Take a look at the code above.  We'll be doing this a lot.  All we're doing is looping through to create multiple steps with list iteration.  So we specify the each step that we want to return as:
```python
([col], [FunctionTransformer(convert_price)])
```

Once our steps are defined, we integrate them in our DataFrameMapper.

In [148]:
from sklearn.impute import SimpleImputer
convert_percent_to_nums = [ (['host_response_rate'], [FunctionTransformer(convert_percent)]) ]
convert_dolls_to_nums
convert_to_nums_steps = convert_percent_to_nums + convert_dolls_to_nums
to_number_mapper = DataFrameMapper(convert_to_nums_steps, df_out = True, default = None)

In [149]:
converted_nums_df = to_number_mapper.fit_transform(X_train_df_var)

converted_nums_df[:1]

Unnamed: 0,host_response_rate,security_deposit,cleaning_fee,extra_people,id,listing_url,last_scraped,name,summary,space,...,review_scores_location,review_scores_value,requires_license,license,instant_bookable,cancellation_policy,require_guest_profile_picture,require_guest_phone_verification,calculated_host_listings_count,reviews_per_month
0,96.0,200.0,30.0,28.0,2015,https://www.airbnb.com/rooms/2015,2018-11-07 00:00:00,Berlin-Mitte Value! Quiet courtyard/very central,Great location! 30 of 75 sq meters. This wood...,A+++ location! This „Einliegerwohnung“ is an e...,...,10,9,t,,f,strict_14_with_grace_period,f,f,4,3.76


So things look pretty good.  We added default = None, so that we return the entire dataframe.

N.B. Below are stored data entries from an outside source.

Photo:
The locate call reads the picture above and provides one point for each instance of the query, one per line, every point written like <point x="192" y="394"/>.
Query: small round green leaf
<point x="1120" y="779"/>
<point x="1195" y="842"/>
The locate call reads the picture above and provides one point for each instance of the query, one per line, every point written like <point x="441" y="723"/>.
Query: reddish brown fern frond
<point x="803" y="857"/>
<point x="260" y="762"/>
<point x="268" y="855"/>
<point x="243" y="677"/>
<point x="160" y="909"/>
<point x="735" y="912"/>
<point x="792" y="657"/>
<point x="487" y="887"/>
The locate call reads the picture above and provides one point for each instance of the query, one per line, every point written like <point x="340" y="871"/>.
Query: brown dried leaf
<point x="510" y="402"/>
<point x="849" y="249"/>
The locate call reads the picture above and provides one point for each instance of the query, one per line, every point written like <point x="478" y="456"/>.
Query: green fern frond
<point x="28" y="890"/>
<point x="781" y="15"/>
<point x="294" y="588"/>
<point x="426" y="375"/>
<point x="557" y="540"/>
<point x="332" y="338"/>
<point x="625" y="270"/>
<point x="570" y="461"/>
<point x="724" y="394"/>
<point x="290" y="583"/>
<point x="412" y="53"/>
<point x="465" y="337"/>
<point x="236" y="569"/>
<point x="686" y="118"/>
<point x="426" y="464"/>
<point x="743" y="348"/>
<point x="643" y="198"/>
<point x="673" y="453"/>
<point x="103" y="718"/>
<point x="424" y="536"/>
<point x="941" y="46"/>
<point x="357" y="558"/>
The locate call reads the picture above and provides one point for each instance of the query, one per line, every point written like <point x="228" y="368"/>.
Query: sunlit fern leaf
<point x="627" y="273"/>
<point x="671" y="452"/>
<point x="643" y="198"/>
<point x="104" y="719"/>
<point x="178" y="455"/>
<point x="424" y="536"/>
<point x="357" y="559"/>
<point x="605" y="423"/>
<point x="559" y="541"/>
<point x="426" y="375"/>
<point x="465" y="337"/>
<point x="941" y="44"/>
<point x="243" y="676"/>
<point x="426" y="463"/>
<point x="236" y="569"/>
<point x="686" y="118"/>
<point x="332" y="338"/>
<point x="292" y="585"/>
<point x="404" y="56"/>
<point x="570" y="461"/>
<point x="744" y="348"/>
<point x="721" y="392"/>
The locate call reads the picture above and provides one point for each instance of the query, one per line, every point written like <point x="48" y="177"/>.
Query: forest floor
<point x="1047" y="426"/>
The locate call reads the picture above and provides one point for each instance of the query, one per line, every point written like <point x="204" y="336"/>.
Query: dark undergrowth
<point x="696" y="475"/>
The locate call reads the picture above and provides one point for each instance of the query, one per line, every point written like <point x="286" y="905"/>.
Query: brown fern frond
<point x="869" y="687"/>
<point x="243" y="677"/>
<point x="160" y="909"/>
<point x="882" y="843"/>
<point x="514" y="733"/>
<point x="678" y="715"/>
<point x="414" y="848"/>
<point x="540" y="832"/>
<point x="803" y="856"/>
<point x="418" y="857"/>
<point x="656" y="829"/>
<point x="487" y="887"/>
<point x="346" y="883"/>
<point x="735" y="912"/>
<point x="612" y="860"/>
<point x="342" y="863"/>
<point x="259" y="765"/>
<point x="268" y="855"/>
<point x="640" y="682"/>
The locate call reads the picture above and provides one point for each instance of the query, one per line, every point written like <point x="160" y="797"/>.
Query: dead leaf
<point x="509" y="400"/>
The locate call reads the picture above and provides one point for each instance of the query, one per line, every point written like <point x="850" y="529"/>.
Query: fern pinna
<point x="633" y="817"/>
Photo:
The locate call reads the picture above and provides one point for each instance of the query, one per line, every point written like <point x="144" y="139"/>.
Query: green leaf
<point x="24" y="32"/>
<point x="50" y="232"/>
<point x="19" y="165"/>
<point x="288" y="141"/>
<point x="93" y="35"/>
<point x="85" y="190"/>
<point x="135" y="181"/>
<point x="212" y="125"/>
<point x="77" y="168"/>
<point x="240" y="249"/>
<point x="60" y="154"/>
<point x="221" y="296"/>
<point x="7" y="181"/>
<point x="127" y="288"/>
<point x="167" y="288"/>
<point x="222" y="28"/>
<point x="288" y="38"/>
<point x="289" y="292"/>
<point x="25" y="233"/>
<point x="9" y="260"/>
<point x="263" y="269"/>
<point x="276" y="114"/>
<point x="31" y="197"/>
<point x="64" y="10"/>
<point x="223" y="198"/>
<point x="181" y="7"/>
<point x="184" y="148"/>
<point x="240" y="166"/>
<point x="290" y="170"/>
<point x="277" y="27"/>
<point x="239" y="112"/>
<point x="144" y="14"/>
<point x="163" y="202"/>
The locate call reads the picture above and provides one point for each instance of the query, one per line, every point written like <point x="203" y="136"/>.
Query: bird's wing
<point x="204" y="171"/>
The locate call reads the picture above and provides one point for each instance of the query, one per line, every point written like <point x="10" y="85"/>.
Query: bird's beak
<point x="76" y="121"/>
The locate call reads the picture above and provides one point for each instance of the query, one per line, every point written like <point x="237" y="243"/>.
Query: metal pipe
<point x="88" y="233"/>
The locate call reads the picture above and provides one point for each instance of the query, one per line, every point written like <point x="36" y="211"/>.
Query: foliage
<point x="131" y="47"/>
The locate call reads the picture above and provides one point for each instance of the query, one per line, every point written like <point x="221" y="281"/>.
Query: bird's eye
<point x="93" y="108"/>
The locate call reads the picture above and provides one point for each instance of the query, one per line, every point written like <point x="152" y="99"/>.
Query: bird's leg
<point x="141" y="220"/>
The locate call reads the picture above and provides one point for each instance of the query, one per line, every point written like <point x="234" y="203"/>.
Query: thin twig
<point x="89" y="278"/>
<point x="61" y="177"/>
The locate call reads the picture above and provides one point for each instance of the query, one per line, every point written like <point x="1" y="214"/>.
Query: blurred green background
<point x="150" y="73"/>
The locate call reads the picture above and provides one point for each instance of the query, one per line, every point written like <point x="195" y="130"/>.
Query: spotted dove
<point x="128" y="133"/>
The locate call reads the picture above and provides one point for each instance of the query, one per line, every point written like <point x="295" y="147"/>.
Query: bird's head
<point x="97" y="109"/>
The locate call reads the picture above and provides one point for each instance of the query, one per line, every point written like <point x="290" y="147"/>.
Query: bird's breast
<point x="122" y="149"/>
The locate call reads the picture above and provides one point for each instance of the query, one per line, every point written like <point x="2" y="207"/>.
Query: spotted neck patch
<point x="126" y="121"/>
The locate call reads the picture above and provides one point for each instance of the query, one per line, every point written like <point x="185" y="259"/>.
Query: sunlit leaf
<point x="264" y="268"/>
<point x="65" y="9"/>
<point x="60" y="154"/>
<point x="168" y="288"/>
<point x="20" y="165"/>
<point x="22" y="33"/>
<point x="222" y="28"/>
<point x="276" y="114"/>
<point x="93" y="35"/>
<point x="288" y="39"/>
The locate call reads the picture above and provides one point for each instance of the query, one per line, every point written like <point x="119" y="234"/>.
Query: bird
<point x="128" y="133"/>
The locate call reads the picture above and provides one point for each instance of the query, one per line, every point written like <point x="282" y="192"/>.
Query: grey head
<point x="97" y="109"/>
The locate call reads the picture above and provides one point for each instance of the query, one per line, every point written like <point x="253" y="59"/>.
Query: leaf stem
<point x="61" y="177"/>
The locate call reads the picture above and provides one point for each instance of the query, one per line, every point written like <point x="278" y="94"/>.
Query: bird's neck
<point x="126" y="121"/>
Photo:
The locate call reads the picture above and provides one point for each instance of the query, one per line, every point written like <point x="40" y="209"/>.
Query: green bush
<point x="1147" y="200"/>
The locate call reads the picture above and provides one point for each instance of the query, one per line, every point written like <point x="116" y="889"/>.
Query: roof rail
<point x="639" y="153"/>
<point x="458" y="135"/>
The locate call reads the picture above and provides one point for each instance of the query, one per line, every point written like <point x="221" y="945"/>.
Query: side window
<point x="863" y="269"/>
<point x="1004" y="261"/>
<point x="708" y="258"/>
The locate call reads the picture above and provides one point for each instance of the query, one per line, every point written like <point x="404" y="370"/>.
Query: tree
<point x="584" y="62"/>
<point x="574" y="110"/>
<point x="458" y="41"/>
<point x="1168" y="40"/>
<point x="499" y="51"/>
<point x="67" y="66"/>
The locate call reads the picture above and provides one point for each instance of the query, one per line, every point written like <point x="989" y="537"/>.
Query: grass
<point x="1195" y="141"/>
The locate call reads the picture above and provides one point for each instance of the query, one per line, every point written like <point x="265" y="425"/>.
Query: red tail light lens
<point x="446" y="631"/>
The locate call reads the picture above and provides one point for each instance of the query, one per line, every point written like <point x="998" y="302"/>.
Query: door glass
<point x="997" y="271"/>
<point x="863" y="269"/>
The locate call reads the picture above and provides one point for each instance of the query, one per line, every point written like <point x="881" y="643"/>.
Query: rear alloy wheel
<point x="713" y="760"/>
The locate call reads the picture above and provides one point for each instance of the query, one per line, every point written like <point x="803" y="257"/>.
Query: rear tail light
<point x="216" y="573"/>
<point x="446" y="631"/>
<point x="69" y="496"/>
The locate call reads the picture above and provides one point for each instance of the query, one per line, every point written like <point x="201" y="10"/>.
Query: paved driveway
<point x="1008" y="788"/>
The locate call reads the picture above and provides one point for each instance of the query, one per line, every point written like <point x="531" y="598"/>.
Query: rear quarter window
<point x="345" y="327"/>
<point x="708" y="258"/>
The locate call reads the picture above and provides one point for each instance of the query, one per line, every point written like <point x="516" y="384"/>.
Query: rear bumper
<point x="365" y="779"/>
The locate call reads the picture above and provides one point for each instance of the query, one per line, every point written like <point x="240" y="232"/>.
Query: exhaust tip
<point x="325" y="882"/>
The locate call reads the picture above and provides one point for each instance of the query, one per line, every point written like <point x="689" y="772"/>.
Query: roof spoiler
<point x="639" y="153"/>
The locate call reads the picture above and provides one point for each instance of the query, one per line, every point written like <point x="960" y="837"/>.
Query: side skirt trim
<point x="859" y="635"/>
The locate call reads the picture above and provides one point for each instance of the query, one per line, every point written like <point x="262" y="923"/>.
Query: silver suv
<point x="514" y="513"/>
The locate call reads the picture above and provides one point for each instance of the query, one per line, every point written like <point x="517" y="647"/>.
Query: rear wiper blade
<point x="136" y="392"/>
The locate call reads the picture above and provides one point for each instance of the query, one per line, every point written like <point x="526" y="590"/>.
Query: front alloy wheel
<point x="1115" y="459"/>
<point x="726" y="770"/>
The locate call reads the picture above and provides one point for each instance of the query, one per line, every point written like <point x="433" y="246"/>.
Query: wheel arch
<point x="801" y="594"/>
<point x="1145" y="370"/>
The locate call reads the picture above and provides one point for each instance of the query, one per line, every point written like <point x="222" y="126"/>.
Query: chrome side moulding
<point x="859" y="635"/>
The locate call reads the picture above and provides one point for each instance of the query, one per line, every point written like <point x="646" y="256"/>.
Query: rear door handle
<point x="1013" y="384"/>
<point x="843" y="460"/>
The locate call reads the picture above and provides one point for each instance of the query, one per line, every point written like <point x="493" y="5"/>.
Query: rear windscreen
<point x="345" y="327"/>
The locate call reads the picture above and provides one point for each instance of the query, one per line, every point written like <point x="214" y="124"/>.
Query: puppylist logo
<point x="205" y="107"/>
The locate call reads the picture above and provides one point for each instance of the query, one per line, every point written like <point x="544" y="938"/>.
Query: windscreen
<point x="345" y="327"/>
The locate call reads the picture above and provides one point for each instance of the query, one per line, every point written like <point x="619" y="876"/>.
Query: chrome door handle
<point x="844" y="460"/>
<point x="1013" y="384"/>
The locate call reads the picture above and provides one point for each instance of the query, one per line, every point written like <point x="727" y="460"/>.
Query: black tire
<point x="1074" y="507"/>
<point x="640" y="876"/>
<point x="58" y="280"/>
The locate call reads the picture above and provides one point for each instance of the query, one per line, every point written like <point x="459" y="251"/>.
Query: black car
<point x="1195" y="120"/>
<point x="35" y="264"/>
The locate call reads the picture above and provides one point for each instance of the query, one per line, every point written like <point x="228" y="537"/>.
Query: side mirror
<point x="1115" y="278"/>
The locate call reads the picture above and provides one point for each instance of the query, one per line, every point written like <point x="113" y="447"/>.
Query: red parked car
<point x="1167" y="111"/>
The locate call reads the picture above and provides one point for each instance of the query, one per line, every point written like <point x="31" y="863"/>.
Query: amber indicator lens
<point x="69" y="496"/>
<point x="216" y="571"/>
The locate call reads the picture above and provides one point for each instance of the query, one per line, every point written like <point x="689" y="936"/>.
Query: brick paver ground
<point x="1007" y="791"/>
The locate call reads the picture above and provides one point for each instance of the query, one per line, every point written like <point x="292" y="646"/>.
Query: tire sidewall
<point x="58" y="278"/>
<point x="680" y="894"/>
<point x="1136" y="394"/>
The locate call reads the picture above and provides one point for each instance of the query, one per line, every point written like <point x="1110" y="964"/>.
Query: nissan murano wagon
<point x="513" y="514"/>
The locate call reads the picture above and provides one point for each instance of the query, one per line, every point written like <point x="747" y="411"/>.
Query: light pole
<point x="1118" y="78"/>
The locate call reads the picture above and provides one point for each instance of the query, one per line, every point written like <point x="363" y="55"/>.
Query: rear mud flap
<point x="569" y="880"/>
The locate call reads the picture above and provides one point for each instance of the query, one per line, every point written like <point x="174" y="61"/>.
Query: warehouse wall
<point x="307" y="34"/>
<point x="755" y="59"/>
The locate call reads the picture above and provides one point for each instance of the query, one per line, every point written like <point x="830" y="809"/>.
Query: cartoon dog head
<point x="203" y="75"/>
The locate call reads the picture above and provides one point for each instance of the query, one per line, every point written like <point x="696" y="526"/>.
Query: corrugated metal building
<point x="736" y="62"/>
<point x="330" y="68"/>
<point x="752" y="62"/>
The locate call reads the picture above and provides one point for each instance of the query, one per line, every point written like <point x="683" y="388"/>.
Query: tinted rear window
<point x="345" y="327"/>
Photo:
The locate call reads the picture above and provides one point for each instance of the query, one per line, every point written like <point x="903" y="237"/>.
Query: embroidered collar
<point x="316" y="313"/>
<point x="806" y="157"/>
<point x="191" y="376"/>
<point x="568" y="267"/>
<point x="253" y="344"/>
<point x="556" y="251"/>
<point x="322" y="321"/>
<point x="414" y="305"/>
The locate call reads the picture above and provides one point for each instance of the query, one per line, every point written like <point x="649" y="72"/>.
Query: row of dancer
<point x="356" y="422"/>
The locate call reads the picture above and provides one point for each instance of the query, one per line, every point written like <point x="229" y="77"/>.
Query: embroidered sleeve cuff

Unfortunately, the `default = None`, changed our unspecified columns to be type Object.  No worry, we change them back.  We do so by collecting the dtypes from our dataframe above.  And then only selecting those datatypes that were of type object.

In [168]:
dtypes = dict(X_train_df_var.dtypes)

In [174]:
dtypes = {k:v for k, v in dtypes.items() if v.kind is not 'O'}

In [170]:
list(dtypes.items())[:5]

[('id', dtype('int64')),
 ('last_scraped', dtype('<M8[ns]')),
 ('host_id', dtype('int64')),
 ('host_since', dtype('<M8[ns]')),
 ('host_listings_count', dtype('float64'))]

In [167]:
updated_df['last_scraped'].dtype

dtype('<M8[ns]')

Because these are the dtypes that we want to keep, we can then update our dataframe with them.

In [175]:
updated_df = converted_nums_df.astype(dtypes)

Now we can see that we have 38 columns in the correct format.  Not to bad.

In [178]:
updated_df.select_dtypes(exclude = 'object').shape

(8000, 38)

In [177]:
updated_df.to_csv('./nums_and_dates_ten_k.csv')

### Summary

In this lesson, we worked through our dataset to convert columns to be of type datetime and numeric columns.  With datetimes, we used apply to loop through our almost date columns, and convert each to a datetime, and then updated our dataframe.  

With the numeric columns we again identified the almost numeric columns, then we wrote functions to coerce them into numbers, and integrated the functions into our FunctionTransformer to use with our DataFrameMapper.